As the number of trials increases, experimental probability tends to approach theoretical probability. Theoretical probability is predictive, while experimental probability is based on observed data.

In your grade 7 studies, you'll focus mainly on theoretical probability calculations using the formula: P(A) = favorable outcomes / total outcomes.

Question: When calculating probability, how do I know if I've listed all the possible outcomes correctly?

Answer: Here are strategies to ensure you've identified all possible outcomes:

  • Systematic Approach: List outcomes in order (1, 2, 3, 4, 5, 6 for a die) or use a tree diagram
  • Count Verification: For standard objects, know the totals (die: 6 sides, coin: 2 sides, deck: 52 cards)
  • Pattern Recognition: For compound events, multiply individual possibilities (coin flip × die roll = 2 × 6 = 12 outcomes)
  • Double Check: Ask yourself: "Could anything else possibly happen?"

Example: When rolling two dice, systematically list outcomes as ordered pairs: (1,1), (1,2), ..., (6,6) giving 36 total outcomes.

Always verify that the sum of all individual probabilities equals 1.

Question: Why do we simplify fractions when expressing probability?

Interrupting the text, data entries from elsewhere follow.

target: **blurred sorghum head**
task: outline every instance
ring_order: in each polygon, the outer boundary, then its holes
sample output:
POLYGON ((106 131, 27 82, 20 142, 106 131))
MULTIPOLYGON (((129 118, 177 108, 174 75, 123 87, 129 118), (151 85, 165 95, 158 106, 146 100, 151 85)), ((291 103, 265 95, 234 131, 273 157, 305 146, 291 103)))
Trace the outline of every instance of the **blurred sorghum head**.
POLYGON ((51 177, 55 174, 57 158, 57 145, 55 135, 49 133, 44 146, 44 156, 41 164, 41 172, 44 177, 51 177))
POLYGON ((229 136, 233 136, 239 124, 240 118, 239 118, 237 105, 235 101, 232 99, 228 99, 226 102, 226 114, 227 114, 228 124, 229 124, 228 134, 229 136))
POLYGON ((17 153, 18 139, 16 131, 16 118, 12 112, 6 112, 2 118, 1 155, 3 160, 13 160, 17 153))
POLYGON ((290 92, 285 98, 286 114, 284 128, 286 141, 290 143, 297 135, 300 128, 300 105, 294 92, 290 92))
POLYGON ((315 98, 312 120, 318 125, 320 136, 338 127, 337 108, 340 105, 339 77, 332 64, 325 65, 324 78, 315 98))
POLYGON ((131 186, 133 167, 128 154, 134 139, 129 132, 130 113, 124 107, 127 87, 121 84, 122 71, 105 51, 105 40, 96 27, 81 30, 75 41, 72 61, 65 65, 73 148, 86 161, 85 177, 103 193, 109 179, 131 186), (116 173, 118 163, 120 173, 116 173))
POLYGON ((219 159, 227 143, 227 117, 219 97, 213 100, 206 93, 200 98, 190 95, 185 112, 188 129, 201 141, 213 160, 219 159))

Is it wrong to leave them unsimplified?

Answer: While leaving fractions unsimplified isn't mathematically incorrect, it's considered bad practice for several reasons:

  • Clarity: Simplified fractions make it easier to understand the relationship between favorable and total outcomes
  • Standard Form: Mathematical convention expects fractions in lowest terms
  • Comparison: It's easier to compare 1/2 vs 3/6 when both are simplified
  • Communication: Simplified fractions are more efficient to communicate and understand

Example: 6/12 and 1/2 represent the same probability, but 1/2 clearly shows 1 favorable outcome out of 2 possible categories.

Always reduce fractions to lowest terms unless specifically instructed otherwise!